Charles Shelor, another band parent, noted that the proposed renovation had been on the drawing board for years. As of November 2020, according to past reporting by The Smithfield Times, the plan at the time had called for knocking down the wall between the band and chorus room to give the band more space, and to move the chorus to an area being used as an art classroom. The renovations were estimated to cost $2 million to $2.4 million as of that year.

“We are the community band for Smithfield,” Shelor said, noting the band’s then-upcoming performance in the Dec. 10 Smithfield Christmas Parade.

Volpe Boykin of Carrsville urged the board to consider the impact on the county’s real estate tax rate that replacing Westside would have.

“You’re going to be paying hundreds if not thousands of dollars a year more in taxes,” Boykin said.

Lewis Edmonds of Windsor then called upon the board to rethink its desired location for Westside’s replacement, which is currently planned for land adjacent to the existing Smithfield High School and Smithfield Middle School complex on Turner Drive.

“Traffic is already terrible there,” Edmonds said.

Westside currently houses grades 4-6. School officials had initially proposed replacing Westside with a grades 5-7 middle school, with the idea that fourth grade would move from Westside to Carrollton Elementary. But even if the school system were to move some of Carrollton’s population to the new Hardy Elementary slated to open in 2023, it still wouldn’t free up enough space to move Westside’s more than 150 fourth graders, school officials now say.

According to Deputy Superintendent Dr. Christopher Coleman, the School Board has until March to present the county’s Board of Supervisors with a final plan, which will then be factored into the county’s overall five-year plan for funding large school-related and non-school expenses.

“Items that we put on the CIP might go against a fire truck, might go against an ambulance,” Coleman said.

Rather than vote on the existing plan, Board Chairwoman Denise Tynes proposed instead forming a committee that could put a new plan together and argue for it in front of the supervisors. The supervisors, Tynes said, “will be the ones we will need to go to to get the extra funding.”

“I’m hurting right now to know that this is going on in Isle of Wight County; this is not a poor county and it should not be going on,” Tynes said.

Board member John Collick, however, said he would need “written justification” for everything in the plan to support it.
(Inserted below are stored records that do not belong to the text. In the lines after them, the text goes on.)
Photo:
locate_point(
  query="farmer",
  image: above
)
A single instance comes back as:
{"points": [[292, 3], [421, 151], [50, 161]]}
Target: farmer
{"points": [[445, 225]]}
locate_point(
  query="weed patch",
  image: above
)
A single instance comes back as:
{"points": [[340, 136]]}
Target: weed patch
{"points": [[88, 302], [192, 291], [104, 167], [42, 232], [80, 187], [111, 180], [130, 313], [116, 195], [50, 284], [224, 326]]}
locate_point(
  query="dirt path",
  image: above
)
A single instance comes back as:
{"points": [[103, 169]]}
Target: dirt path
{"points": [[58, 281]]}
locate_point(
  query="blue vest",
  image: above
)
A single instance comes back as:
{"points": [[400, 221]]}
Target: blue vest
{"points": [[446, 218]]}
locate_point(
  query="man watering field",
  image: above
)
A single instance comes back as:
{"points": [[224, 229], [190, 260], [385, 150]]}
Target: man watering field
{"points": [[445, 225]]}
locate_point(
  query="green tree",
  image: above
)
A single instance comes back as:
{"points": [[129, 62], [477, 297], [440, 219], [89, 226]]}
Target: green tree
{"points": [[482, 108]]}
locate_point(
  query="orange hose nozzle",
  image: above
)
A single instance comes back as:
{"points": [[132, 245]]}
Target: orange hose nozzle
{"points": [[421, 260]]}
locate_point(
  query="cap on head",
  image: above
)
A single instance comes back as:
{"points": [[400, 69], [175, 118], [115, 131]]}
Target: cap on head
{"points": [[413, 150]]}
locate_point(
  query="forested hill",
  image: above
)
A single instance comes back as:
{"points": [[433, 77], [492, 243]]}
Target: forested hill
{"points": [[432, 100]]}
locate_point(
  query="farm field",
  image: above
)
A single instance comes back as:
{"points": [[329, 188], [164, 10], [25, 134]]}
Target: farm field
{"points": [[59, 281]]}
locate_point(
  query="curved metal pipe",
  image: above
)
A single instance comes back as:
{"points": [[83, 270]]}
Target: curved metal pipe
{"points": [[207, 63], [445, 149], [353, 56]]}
“We want to know exactly why, for instance, the turf field should be No. 1, so we can argue that in front of the Board of Supervisors,” Collick said. “If I can’t argue it, I can’t support it.”

Newly-elected board member Jason Maresh agreed a committee was warranted, and speculated that had the school system had prioritized the turf and band room at the expense of postponing Westside, the board would have heard an outcry from the public on why Westside should be a higher priority.
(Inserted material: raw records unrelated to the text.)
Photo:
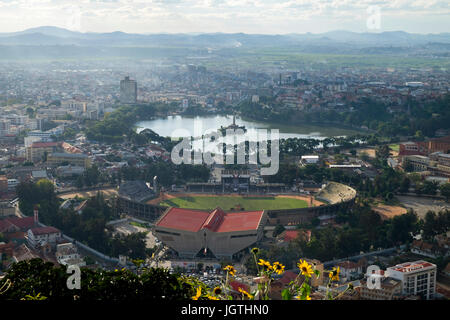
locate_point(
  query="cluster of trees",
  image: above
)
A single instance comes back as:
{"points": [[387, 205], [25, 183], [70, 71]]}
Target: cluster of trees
{"points": [[33, 277], [167, 172], [89, 227], [90, 177], [117, 126], [422, 120], [435, 224], [363, 230]]}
Board member Mark Wooster, also newly elected, reiterated claims he’d made at the September hearing regarding studies having shown turf to be more likely than grass to result in player injuries.
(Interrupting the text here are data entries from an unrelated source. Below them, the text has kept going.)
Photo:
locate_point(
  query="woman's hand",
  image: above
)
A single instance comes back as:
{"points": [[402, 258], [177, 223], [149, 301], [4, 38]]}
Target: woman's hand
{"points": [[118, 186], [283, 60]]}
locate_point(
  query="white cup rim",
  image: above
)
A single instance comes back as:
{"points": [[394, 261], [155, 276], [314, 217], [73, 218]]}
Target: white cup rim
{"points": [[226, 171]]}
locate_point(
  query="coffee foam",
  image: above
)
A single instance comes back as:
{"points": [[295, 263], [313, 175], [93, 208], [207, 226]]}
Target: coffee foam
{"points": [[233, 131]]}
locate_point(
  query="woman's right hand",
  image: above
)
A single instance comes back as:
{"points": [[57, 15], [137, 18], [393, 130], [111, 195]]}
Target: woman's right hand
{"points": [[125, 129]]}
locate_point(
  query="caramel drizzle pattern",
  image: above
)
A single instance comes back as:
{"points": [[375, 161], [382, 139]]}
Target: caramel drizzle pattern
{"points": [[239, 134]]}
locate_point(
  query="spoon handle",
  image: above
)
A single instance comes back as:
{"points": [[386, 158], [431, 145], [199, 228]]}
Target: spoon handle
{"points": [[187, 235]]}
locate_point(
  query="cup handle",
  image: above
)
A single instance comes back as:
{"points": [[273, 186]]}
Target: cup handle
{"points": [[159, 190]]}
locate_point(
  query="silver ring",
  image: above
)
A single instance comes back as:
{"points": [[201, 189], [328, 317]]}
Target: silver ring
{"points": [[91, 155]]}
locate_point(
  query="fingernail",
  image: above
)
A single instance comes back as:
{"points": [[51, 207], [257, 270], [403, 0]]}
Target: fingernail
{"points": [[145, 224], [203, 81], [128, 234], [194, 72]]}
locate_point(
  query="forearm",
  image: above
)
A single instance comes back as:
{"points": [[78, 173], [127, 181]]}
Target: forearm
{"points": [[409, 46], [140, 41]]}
A 2018 study published in the American Journal of Sports Medicine, citing that “synthetic turf surfaces do not release cleats as readily as natural turf,” found that “play on synthetic turf resulted in a 16% increase in lower extremity injuries per play than that on natural turf.” The National Football League’s official injury reports from 2012 to 2018 further showed that non-contact knee injuries occurred at a 32% higher clip and non-contact foot or ankle injuries were 69% more likely on artificial fields, according to Associated Press reporting.

Vice Chairman Michael Cunningham said the board should come up with criteria for ranking a project at the top of its priority list versus the bottom, and urged residents to attend the meeting when the plan goes to the Board of Supervisors.

“I want to see the room so full that people have to go out in the hallway; that’s how you get to them,” Cunningham said. “That’s the only way we’re going to make this happen, because money is tight.”